There is variation in the OM_{T2} on each of those greens. So if I take only one subsample, there is a lot of variation in what the mean value could be. If I take two subsamples, more of the variability in the green is within my sample, so the mean value gets a little more accurate. It keeps getting more and more accurate until I’ve dug up the entire green with samples, but I don’t want to do that. I need to stop sampling at some point.

At each number of subsamples—at 1, 2, 3 per green, all the way up to 40—I instructed the computer to calculate an 89% highest posterior density interval (HPDI). That interval contains 89% of the probability mass for the posterior distribution of the parameter values in the model, given the data that I collected.

**Figure 2. Width of 89% highest posterior density intervals (HPDI) for 9 greens (the light grey lines) and the mean (blue line) of those greens for 1 to 40 subsamples.**

I’ve plotted this in Figure 2 as lines that go from from left to right, for each of the nine greens that was tested for individual subsamples, and included the mean line (in blue) which is what I expect for the average green.

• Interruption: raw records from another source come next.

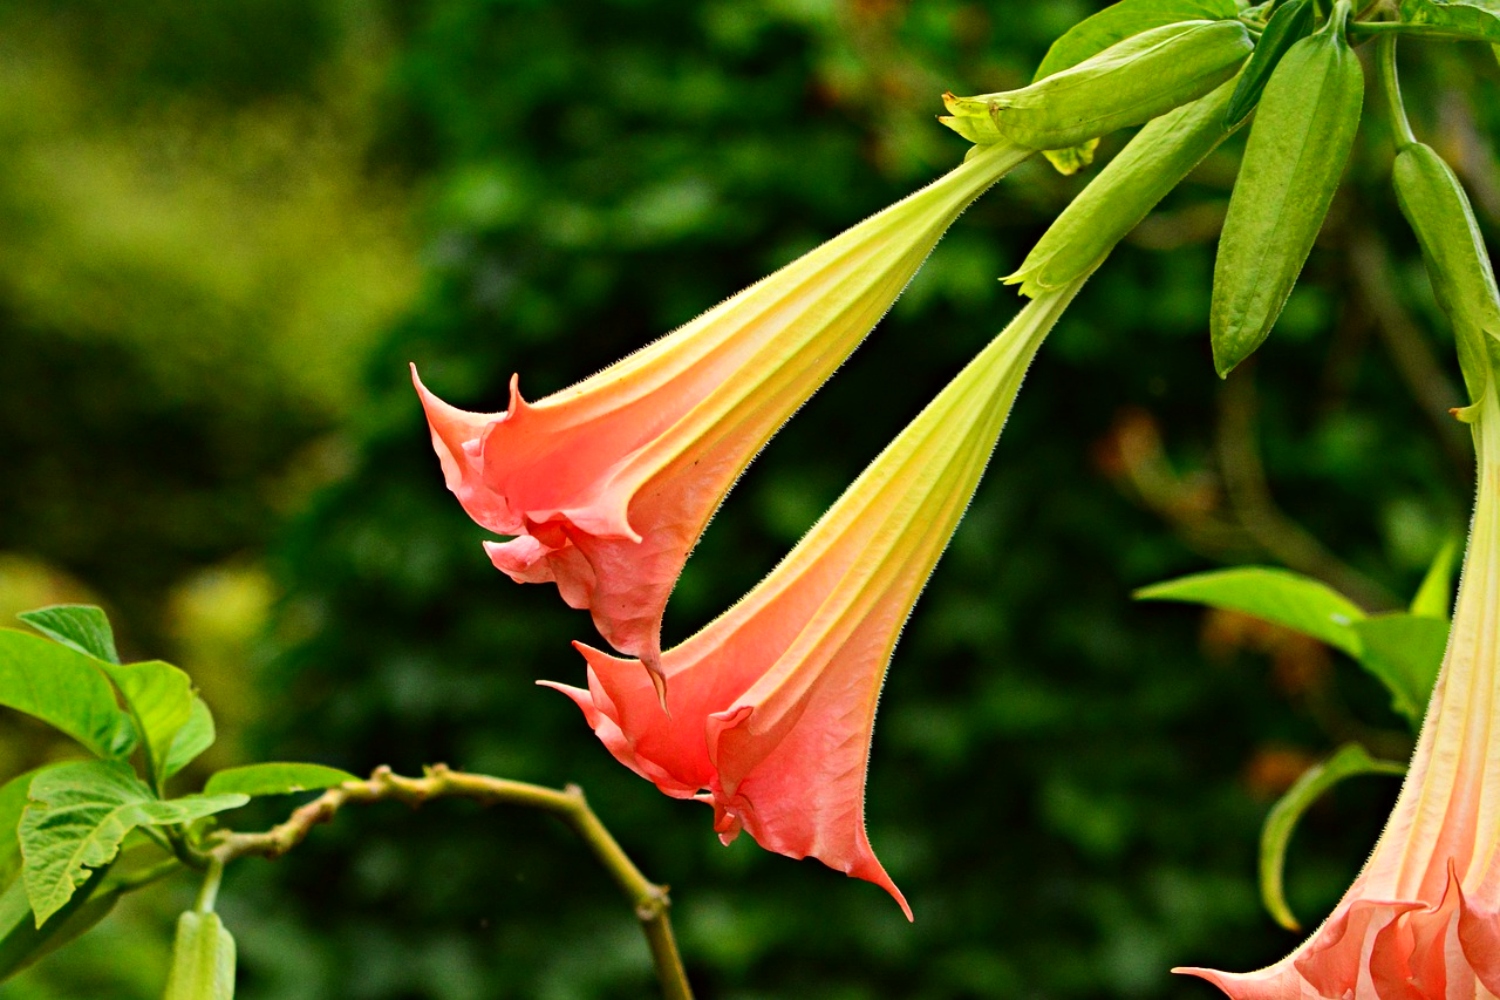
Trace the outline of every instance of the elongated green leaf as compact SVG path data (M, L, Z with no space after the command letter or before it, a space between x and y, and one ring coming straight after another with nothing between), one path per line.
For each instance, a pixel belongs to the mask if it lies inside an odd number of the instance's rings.
M60 643L0 628L0 705L56 726L100 757L123 756L135 737L102 666Z
M64 646L88 656L119 663L115 652L115 630L102 608L92 604L54 604L35 611L23 611L17 618Z
M217 913L184 913L165 1000L233 1000L234 957L234 938Z
M287 795L332 788L346 781L358 781L348 771L322 764L251 764L231 767L208 779L206 795L241 792L245 795Z
M1310 635L1356 659L1363 649L1353 627L1365 617L1359 606L1327 584L1284 569L1243 566L1197 573L1142 587L1135 597L1240 611Z
M37 926L67 905L87 869L109 864L137 826L189 823L244 805L244 795L190 795L161 801L118 761L61 764L31 781L21 814L26 895Z
M1260 831L1260 896L1276 922L1289 931L1299 929L1297 918L1286 903L1283 869L1292 831L1307 808L1324 792L1357 774L1405 774L1406 766L1376 760L1358 743L1346 743L1321 764L1308 768L1266 814Z
M12 880L0 893L0 980L9 978L51 951L54 942L75 916L87 919L85 911L90 906L91 897L107 874L108 865L95 868L73 898L41 926L32 917L25 880Z
M1401 0L1401 20L1500 43L1500 3L1494 0Z
M1363 650L1360 665L1391 693L1391 707L1406 717L1415 732L1422 725L1427 700L1448 647L1448 619L1421 615L1377 615L1355 622Z
M193 682L161 660L106 664L104 669L125 696L145 739L151 773L160 784L166 778L172 743L193 714Z
M1077 66L1116 42L1150 28L1179 21L1224 20L1238 13L1234 0L1120 0L1064 32L1042 57L1041 65L1031 79L1035 83ZM1042 155L1057 168L1058 173L1068 176L1093 163L1094 150L1098 146L1098 139L1089 139L1065 149L1043 150Z
M1450 538L1433 557L1427 575L1417 587L1417 596L1411 599L1412 614L1447 621L1453 613L1453 571L1458 567L1458 546L1458 539Z
M162 777L170 778L191 764L199 754L214 745L215 736L213 713L202 698L194 695L188 720L177 730L172 748L167 751Z

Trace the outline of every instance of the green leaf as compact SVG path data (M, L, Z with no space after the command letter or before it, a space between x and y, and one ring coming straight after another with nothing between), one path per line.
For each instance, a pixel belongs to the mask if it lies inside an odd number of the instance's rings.
M1328 643L1358 659L1363 650L1359 606L1311 577L1267 566L1196 573L1143 587L1137 600L1187 601L1239 611Z
M202 698L194 695L188 720L177 730L172 748L167 751L162 778L170 778L191 764L199 754L214 745L216 735L213 713L208 710L208 704Z
M1116 42L1180 21L1225 21L1239 15L1234 0L1120 0L1065 31L1037 67L1032 82L1077 66Z
M1494 0L1401 0L1401 20L1428 24L1490 42L1500 42L1500 3Z
M149 770L160 787L177 733L193 714L193 682L170 663L105 664L105 671L130 709L145 738Z
M25 880L13 880L0 893L0 980L9 978L53 948L76 937L76 933L65 936L63 931L71 930L70 925L75 924L75 917L78 922L87 922L93 916L89 911L97 909L92 906L94 890L99 888L107 874L107 865L94 869L67 905L41 926L32 918ZM109 903L109 906L113 906L113 903ZM106 907L106 912L107 909Z
M1278 924L1289 931L1299 929L1297 918L1286 903L1282 870L1286 865L1287 844L1302 814L1324 792L1345 778L1357 774L1405 773L1404 764L1376 760L1358 743L1346 743L1334 751L1332 757L1303 772L1302 777L1271 807L1260 831L1260 896Z
M102 608L92 604L54 604L35 611L23 611L17 618L64 646L80 653L119 663L115 652L115 631Z
M1433 557L1417 596L1411 599L1412 614L1447 621L1453 613L1453 571L1458 567L1457 538L1450 538Z
M1386 686L1391 707L1416 731L1448 648L1448 620L1401 613L1377 615L1356 622L1354 630L1364 647L1356 659Z
M249 801L245 795L157 799L118 761L60 764L31 781L21 814L26 895L37 926L67 905L87 882L87 869L108 865L137 826L190 823Z
M1234 0L1120 0L1064 32L1047 50L1031 80L1035 83L1077 66L1116 42L1150 28L1179 21L1227 20L1238 14ZM1044 149L1042 155L1066 177L1093 163L1098 145L1098 139L1090 139L1066 149Z
M135 735L101 661L60 643L0 628L0 705L33 715L100 757L130 753Z
M206 795L240 792L245 795L289 795L332 788L359 779L348 771L322 764L251 764L231 767L208 779Z
M234 938L217 913L177 918L164 1000L233 1000Z

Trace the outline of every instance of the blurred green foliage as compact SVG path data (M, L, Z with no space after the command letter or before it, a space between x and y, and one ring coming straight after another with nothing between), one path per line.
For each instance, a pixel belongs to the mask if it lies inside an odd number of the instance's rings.
M1242 140L1137 230L1043 349L886 685L870 836L914 925L867 884L747 838L721 847L706 809L660 796L533 687L582 676L568 641L587 619L489 567L406 373L415 361L444 398L495 409L512 372L539 397L603 366L956 162L938 94L1024 82L1091 9L8 10L27 30L0 32L0 127L31 152L0 164L0 548L71 572L152 652L201 650L221 673L240 633L212 615L173 627L203 607L184 583L241 556L247 575L222 593L253 618L269 553L283 597L253 749L579 782L673 886L706 998L1207 996L1167 968L1253 968L1293 943L1256 900L1269 802L1338 742L1399 756L1406 737L1351 664L1130 590L1255 559L1393 603L1467 511L1443 412L1451 338L1378 119L1302 286L1228 382L1209 359L1208 281ZM1403 69L1419 134L1493 225L1489 53L1412 45ZM144 180L128 166L142 157ZM995 279L1088 176L1029 164L960 220L731 495L669 641L769 569L1004 324L1017 303ZM1394 792L1351 783L1306 817L1296 912L1331 906ZM171 892L160 911L181 903ZM220 909L250 1000L652 989L603 874L526 814L350 810L275 865L237 865ZM153 996L166 940L146 917L113 925L0 996Z

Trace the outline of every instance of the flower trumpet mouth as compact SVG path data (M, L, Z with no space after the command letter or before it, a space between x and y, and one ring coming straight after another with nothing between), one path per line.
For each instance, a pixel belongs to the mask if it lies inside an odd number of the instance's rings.
M1500 393L1476 404L1479 495L1447 653L1374 853L1296 951L1250 973L1182 968L1237 1000L1500 995Z
M501 572L553 583L664 686L661 620L745 467L833 374L948 226L1029 155L989 147L903 201L571 388L471 413L413 381L448 488Z

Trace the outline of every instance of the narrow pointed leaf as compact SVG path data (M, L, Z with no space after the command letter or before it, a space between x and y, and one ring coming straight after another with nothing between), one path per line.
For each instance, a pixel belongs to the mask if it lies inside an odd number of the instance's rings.
M1453 571L1458 568L1459 541L1450 538L1433 557L1427 575L1411 599L1412 614L1447 621L1453 613Z
M233 1000L234 961L234 937L217 913L184 913L164 1000Z
M61 643L0 628L0 705L56 726L100 757L128 754L130 719L102 666Z
M161 801L118 761L61 764L31 782L21 814L26 894L38 926L108 865L137 826L190 823L248 802L244 795L190 795Z
M1427 700L1448 647L1448 619L1420 615L1377 615L1355 622L1363 650L1360 666L1391 693L1391 707L1406 717L1413 732L1422 725Z
M208 710L208 704L202 698L194 695L187 722L183 723L182 728L177 730L177 735L172 738L172 747L167 751L167 758L163 763L162 777L170 778L191 764L199 754L214 745L216 736L213 713Z
M251 764L231 767L208 779L204 794L238 792L244 795L290 795L332 788L359 779L348 771L322 764Z
M92 604L54 604L23 611L17 618L55 642L109 663L119 663L115 631L102 608Z
M1355 623L1365 617L1343 594L1311 577L1267 566L1196 573L1142 587L1137 600L1187 601L1239 611L1326 642L1358 659Z
M1290 843L1292 831L1297 828L1297 821L1302 818L1302 814L1324 792L1345 778L1359 774L1405 773L1404 764L1377 760L1358 743L1346 743L1334 751L1332 757L1303 772L1302 777L1271 807L1271 811L1266 814L1265 826L1260 831L1260 895L1266 909L1278 924L1291 931L1300 927L1291 908L1287 906L1283 869L1286 866L1287 844Z

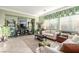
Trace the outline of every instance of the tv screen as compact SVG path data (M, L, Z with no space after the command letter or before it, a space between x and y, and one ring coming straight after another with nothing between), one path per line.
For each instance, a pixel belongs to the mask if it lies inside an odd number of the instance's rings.
M24 24L20 24L20 27L21 27L21 28L25 28Z

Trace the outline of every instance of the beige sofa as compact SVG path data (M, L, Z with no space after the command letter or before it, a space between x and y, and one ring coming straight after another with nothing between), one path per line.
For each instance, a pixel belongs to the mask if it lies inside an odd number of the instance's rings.
M43 35L45 35L47 38L52 39L52 40L56 40L57 34L59 32L55 31L55 30L45 30L42 32Z

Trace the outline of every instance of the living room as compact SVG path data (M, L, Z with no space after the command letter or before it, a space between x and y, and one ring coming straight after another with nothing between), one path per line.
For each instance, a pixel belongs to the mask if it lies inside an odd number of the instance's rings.
M79 53L78 17L79 6L0 6L0 52Z

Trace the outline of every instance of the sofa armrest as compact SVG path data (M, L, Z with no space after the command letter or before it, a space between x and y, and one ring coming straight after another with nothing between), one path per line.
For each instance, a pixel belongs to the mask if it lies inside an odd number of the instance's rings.
M79 53L79 44L63 44L60 51L63 51L65 53Z

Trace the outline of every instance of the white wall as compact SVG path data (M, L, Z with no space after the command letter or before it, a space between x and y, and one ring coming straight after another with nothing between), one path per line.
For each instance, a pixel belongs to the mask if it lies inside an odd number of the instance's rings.
M0 10L0 26L4 25L5 22L5 16L6 15L13 15L15 16L14 19L17 21L17 16L20 17L28 17L28 18L35 18L34 16L29 16L29 15L24 15L16 12L11 12L11 11L5 11L5 10Z
M4 12L0 10L0 26L4 25L5 15Z

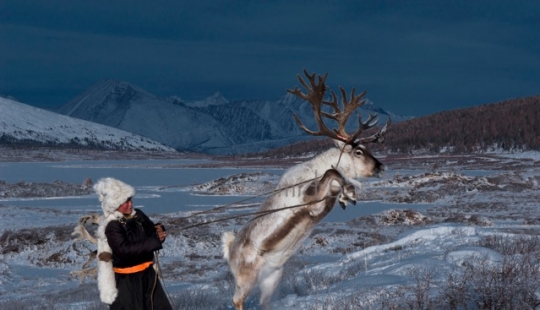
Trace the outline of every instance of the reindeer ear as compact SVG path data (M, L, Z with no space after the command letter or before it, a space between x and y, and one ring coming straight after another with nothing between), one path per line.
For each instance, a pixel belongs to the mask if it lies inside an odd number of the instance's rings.
M340 141L340 140L336 140L336 139L333 139L334 140L334 145L338 148L338 149L342 149L343 148L343 145L345 144L345 142L343 141Z
M345 144L345 142L343 141L340 141L340 140L335 140L334 139L334 144L336 145L336 147L340 150L343 150L343 152L346 152L346 153L350 153L353 149L353 146L350 145L350 144Z

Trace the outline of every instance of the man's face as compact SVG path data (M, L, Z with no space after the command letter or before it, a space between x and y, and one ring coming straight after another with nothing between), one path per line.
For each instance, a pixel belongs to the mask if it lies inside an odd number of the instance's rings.
M133 212L133 203L131 202L131 197L126 200L123 204L118 207L118 212L124 215L130 215Z

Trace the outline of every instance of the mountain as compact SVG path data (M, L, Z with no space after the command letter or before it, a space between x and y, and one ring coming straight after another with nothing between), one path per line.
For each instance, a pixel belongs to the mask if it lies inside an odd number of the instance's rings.
M208 106L224 105L227 103L229 103L229 100L223 97L220 92L215 92L212 96L204 100L188 102L186 105L193 108L203 108Z
M395 124L392 152L540 150L540 95L443 111Z
M373 133L370 129L366 134ZM300 156L329 148L329 139L298 142L272 149L265 157ZM540 95L443 111L393 123L383 153L474 153L540 150Z
M175 150L151 139L0 97L0 144Z
M367 106L370 109L359 109L364 115L376 110L373 103ZM293 114L316 129L310 104L292 94L275 102L229 101L216 92L205 100L185 102L177 96L159 98L121 80L100 81L57 112L133 132L177 150L209 154L258 152L311 139ZM382 109L377 112L381 121L389 117ZM356 120L351 124L356 126Z
M228 129L209 115L120 80L98 82L57 112L148 137L177 150L203 151L233 144Z

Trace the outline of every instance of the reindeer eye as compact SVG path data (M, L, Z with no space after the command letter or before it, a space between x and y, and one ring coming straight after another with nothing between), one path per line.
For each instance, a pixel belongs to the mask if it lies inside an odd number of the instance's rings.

What Figure 2 shows, in plain terms, is a width of the error margin on the vertical y-axis and how this changes as more samples are collected. For the average green, when I take 5 subsamples, the 89% interval is about 18 g kg^{-1}. That’s plus or minus about 9 g kg^{-1}. With 10 subsamples the interval is about 12 g kg^{-1}. And at 15 subsamples the interval gets to what I’d like to see, which is plus or minus 5 g kg^{-1}—an interval width of 10 g kg^{-1}.

For any one green, it seems that collecting five subsamples will get an 89% interval for the mean within 10 g kg^{-1} plus or minus. If there are five subsamples, and the OM_{T2} is 8.3%, then I’m 89% confident that the mean of that area is within the 7.3% to 9.3% range. After one has measured three greens, each with five subsamples, now the 89% interval is about 10 g kg^{-1}, so if I measured 8.3%, I now expect it to be within the 7.8% to 8.8% range.